Yoshihiro Nitta also competed in the 2018 Winter Paralympics representing Japan, making it his 6th consecutive Winter Paralympic event since making his debut in 1998. He claimed his first Paralympic gold medal in 8 years by securing gold in the men's cross-country 10km classical skiing event during the 2018 Winter Paralympics taking 24 minutes and 6.8 seconds.
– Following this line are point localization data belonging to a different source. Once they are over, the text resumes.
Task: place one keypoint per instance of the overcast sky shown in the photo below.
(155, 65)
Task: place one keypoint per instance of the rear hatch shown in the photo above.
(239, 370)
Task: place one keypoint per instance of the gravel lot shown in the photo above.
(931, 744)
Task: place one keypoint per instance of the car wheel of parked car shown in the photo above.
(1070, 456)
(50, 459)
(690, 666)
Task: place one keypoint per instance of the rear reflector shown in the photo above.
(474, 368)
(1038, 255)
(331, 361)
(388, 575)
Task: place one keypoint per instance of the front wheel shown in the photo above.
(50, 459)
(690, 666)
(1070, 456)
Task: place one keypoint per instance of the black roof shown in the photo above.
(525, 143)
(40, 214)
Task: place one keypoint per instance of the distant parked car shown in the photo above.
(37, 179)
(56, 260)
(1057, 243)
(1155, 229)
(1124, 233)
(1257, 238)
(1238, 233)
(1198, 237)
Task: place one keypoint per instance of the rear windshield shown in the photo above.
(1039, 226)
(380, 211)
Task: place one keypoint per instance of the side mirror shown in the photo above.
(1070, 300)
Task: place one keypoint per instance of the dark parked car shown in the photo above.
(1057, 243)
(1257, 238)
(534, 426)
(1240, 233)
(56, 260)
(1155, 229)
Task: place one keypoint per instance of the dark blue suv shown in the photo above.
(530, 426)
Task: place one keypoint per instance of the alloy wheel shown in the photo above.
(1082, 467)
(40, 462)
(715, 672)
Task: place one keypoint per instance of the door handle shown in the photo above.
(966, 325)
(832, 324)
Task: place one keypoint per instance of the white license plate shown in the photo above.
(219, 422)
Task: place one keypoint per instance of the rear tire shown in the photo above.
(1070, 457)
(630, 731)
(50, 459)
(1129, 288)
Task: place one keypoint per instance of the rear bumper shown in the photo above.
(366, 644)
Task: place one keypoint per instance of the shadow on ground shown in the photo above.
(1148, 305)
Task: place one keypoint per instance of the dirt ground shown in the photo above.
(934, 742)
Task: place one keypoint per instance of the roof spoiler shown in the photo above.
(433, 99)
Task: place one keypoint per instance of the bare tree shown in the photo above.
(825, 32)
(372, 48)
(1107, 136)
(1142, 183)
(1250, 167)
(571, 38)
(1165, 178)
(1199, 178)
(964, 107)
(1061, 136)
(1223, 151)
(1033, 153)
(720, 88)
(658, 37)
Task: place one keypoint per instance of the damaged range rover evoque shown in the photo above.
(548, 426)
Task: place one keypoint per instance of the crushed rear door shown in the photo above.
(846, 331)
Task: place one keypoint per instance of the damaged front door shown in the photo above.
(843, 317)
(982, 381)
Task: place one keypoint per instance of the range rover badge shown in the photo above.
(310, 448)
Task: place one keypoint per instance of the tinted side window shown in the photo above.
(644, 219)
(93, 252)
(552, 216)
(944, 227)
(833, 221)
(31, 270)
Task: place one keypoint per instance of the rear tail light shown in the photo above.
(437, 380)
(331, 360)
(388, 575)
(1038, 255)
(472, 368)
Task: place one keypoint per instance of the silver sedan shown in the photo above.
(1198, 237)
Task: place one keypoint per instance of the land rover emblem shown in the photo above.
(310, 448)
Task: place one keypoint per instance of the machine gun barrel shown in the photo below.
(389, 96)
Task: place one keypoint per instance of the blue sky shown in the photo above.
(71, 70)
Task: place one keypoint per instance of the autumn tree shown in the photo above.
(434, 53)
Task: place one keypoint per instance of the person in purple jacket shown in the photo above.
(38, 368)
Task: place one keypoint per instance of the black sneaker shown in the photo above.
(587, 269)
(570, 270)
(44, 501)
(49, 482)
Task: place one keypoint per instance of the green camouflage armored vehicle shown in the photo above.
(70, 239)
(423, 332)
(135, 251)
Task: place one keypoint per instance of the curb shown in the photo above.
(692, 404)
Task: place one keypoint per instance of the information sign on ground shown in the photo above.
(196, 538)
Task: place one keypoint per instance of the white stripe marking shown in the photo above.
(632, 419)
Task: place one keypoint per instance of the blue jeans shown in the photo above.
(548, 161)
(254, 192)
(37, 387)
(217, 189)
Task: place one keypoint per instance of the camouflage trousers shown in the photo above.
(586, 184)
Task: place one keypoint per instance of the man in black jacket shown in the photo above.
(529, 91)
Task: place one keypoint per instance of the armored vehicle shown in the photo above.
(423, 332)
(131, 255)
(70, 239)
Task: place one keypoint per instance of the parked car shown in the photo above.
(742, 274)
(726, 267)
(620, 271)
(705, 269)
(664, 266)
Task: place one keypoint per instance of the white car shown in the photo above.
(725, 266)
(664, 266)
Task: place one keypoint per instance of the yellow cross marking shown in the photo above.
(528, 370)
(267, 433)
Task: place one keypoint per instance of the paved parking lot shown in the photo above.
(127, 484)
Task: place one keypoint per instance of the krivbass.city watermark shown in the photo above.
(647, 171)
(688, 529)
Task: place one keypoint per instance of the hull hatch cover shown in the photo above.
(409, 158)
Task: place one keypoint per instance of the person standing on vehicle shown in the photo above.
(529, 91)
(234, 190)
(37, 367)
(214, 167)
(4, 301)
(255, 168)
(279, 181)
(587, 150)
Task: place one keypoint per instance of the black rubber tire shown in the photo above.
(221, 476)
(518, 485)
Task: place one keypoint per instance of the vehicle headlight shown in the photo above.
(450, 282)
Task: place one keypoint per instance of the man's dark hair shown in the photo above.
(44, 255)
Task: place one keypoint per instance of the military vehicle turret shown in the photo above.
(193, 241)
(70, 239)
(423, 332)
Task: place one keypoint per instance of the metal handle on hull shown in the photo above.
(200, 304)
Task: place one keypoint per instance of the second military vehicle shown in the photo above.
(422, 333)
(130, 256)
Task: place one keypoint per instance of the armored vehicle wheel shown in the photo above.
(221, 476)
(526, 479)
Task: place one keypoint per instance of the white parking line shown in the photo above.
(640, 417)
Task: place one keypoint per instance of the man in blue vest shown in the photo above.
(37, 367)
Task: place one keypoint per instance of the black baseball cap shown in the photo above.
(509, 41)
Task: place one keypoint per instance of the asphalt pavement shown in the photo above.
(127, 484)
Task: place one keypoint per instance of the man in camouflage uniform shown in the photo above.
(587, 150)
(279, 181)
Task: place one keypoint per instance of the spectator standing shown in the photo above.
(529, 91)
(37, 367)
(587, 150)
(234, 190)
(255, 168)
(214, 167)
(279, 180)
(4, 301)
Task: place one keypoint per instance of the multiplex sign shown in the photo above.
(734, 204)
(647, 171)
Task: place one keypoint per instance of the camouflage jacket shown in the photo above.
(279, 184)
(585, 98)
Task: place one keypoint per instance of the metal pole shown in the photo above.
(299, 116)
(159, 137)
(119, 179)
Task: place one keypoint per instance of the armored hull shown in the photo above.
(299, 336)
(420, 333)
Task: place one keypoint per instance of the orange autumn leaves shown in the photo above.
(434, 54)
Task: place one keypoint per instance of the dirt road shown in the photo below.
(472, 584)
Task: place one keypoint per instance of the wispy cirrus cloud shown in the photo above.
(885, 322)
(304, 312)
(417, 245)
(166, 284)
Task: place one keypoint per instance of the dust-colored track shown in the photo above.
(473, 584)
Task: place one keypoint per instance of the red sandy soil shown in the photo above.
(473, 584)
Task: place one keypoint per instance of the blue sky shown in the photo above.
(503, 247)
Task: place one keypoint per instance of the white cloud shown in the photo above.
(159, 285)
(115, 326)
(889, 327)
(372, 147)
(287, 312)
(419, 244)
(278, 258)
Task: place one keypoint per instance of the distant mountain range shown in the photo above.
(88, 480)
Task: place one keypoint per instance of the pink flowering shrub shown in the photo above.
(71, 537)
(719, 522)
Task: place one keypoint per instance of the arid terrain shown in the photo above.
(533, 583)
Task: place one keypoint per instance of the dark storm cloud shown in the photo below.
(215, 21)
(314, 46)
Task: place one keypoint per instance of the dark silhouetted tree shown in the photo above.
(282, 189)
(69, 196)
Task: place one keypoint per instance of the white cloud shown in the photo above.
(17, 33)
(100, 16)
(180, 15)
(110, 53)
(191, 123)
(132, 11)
He underwent a rehab after spraining his left ankle which he endured during a training session in August 2021. He insisted that he was inspired to train hard and prepare himself for 2022 Winter Paralympics after watching the passion of athletes through television who took part in 2020 Summer Paralympics amid the COVID-19 triggered bogged buildup for the competition. He represented Japan at the 2022 Winter Paralympics, his 7th consecutive Winter Paralympic event, at the age of 41. He would continue to compete in the 2026 Winter Paralympics.